“Savaş uğruna hiç karşı koymaksızın göze aldığımız özverileri, barış uğruna da göze almakla yükümlüyüz” der Einstein. Bu yükümlülüğü göze alıp gereğini yapanlar savaş belasını alt etmeyi bildiler. Uzak ve yakın tarihte ders çıkaracağımız birçok örnek var bu konuda. Bunlardan biri de yakın geçmişte yaşanan Güney Afrika örneği… Ülkemizde ve bölgemizde yaşananların, toplumsal barışın dün olduğu gibi bugün de kaçınılmaz bir ihtiyaç haline geldiği gerçeğinden hareketle Dicle Toplumsal Araştırmalar Merkezi (DİTAM) birkaç gün önce Diyarbakır’da, Güney Afrika’daki barış sürecinin müzakerecileri Mohammed Bhabha ve Roelf Meyer’in katılımıyla “Toplumsal barışın inşasında STÖ’lerin rolü- Güney Afrika deneyimi” başlığı altında bir toplantı düzenledi. Güney Afrika’da on yıllarca süren yaygın kitlesel çatışmaların barışa evrilmesinde hayati görev alan iki değerli konuk Mohammed Bhabha ve Roelf Meyer yaşadıklarını anlattılar. Barış öncesinde birbirine düşman olan bu iki başmüzakereci süreç içinde hem toplumsal hem bireysel olarak nasıl dönüşümler yaşadıklarını açık yüreklilikle dile getirerek; barışın mucize olmadığını bunun emekle tesis edilebileceğini ifade ettiler.
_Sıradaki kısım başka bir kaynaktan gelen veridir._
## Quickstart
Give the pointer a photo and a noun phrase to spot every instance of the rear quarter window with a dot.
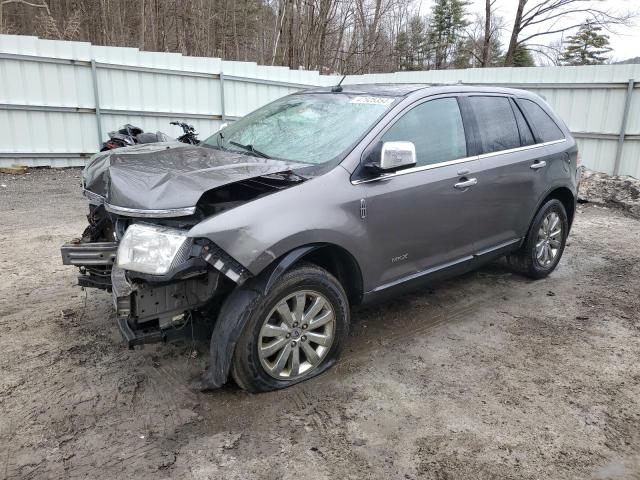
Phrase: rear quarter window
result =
(541, 122)
(496, 123)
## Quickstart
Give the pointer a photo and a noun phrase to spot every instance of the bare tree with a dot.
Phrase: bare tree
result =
(548, 17)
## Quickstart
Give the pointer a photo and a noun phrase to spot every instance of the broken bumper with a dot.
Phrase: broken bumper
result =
(150, 313)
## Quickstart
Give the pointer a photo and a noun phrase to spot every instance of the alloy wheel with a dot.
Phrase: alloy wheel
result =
(296, 335)
(549, 239)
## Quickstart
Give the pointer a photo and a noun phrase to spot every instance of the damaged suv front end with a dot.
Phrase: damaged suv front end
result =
(158, 275)
(181, 233)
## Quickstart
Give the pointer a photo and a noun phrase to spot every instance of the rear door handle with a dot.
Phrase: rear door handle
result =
(536, 165)
(466, 184)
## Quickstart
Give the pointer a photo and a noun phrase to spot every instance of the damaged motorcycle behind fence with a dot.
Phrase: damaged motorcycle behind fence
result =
(130, 135)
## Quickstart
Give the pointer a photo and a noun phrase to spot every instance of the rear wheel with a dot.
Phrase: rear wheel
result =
(294, 332)
(545, 242)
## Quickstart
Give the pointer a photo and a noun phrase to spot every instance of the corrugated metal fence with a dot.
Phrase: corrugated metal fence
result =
(59, 99)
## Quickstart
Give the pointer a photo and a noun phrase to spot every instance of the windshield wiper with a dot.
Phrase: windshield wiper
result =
(250, 148)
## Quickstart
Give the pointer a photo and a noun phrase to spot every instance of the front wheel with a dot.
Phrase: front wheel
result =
(294, 332)
(545, 242)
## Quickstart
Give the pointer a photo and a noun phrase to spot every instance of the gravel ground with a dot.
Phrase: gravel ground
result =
(485, 376)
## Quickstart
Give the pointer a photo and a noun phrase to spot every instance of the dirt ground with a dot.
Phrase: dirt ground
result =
(485, 376)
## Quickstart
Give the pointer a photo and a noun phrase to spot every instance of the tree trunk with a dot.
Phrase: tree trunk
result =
(486, 43)
(513, 42)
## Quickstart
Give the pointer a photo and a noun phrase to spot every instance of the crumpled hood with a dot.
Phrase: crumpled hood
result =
(170, 175)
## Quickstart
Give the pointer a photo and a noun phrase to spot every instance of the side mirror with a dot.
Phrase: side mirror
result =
(394, 156)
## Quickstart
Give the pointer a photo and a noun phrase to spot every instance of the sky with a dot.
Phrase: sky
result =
(624, 41)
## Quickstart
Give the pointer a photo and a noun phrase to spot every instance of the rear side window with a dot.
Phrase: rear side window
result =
(526, 137)
(541, 121)
(496, 123)
(435, 128)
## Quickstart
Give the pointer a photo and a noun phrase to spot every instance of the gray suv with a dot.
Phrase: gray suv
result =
(273, 228)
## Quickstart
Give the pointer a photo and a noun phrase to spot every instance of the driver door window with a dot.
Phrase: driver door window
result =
(435, 128)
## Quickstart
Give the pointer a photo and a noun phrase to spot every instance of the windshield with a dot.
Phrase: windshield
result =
(307, 128)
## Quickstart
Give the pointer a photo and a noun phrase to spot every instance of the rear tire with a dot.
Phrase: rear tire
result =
(543, 247)
(294, 332)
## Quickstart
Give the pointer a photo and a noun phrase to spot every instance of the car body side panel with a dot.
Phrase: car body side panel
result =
(508, 190)
(419, 221)
(258, 232)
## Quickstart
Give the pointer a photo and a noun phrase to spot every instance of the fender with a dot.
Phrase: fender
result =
(231, 321)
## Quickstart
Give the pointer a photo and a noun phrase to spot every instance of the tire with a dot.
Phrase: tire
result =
(527, 259)
(256, 372)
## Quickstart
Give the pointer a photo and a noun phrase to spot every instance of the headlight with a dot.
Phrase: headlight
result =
(152, 249)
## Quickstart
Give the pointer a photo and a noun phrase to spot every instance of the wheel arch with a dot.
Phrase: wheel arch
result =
(561, 193)
(566, 197)
(335, 259)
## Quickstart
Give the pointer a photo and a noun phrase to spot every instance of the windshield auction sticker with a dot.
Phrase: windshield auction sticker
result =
(372, 100)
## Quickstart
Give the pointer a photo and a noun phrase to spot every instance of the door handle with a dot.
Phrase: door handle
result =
(538, 164)
(466, 184)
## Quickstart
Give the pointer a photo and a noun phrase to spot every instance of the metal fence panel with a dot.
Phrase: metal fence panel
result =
(54, 111)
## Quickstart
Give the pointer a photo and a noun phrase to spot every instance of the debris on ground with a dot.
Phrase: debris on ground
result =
(15, 170)
(602, 189)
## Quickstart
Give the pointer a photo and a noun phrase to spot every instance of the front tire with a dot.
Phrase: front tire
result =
(294, 332)
(545, 242)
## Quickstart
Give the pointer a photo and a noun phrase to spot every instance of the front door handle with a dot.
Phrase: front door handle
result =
(466, 184)
(538, 164)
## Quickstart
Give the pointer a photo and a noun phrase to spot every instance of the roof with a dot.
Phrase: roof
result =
(392, 89)
(404, 89)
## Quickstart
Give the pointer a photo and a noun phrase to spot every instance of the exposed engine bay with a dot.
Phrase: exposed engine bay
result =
(152, 307)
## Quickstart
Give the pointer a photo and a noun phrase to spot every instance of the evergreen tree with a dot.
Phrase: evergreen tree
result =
(447, 29)
(410, 47)
(587, 47)
(522, 57)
Konuşmacılar hemen her cümlede Mandela’nın ve sivil toplum örgütlerinin tartışılmaz rolüne vurgu yaptılar.
***
Paylaşımlarının her cümlesi ders çıkarılacak önemdeydi. Aslında hiç yorum yapmadan konuşmacıların anlattıklarından rastgele not aldığım cümleleri birleştirerek paylaşsam daha anlamlı olacak. Şöyle diyordu konuşmacılar: “Güney Afrika’da barışı sağlayabiliyorsak, dünyanın her yerinde barış sağlanır. Geçmişten gelen şeyleri tutmak yerine, geleceğe bakmamız lazım.”
“ Irk ayrımı kurumsallaşmıştı. Savaş bütün acımasızlığıyla devam ediyordu, iç savaşın eşiğindeydik.Bizler masaya iki düşman olarak oturduk ama pervasız bir güven gerekti ve biz öyle başladık.” “Siyasetçiler bazen çok ödlek olabiliyorlar. Buna ben de dahilim, korkularımızın da müşterek olduğunu anladık… Geçmişte ne yaşadığımıza değil, gelecek için ne yapabileceğimize, birlikte nasıl yaşayabileceğimize yoğunlaştık… İyi düşünceler yetmiyor, iyi eylemler gerekli. Kafamızdakilerin hayata geçmesi gerekliydi.”
“Müzakereler devam ederken de çok insan ölüyordu. Zaman zaman umutsuzluğa düşsek de siviller imdadımıza yetişti her seferinde bir araya geldiler. Eğer değişmezseniz biz size öğretiriz dediler. Sivil toplum örgütleri başarımızın olmazsa olmazıydı.”
“Dini, etnik ve siyasal farklılıklarımız vardı… Düşmanımız homojen değildi. Ülkede 14 ayrı etnik yapı vardı. Anlaşmanın sonunda kimse kendini dışlanmış hissetmemeli dedik. Siyahilerin azınlık olması haklar konusunda konu bile olmadı.”
“Mandela’yla yüzyüze çok konuştuk. Bir sefer dahi beni niye 27 yıl cezaevinde tuttunuz demedi, bir imada bile bulunmadı… Bir azınlık lideri de sonuç yaratabilir bunu Mandela örneğinde bir kez daha yaşadık. O Mandela ki beyazların da bu savaşta mağdur olduklarını söylüyordu.”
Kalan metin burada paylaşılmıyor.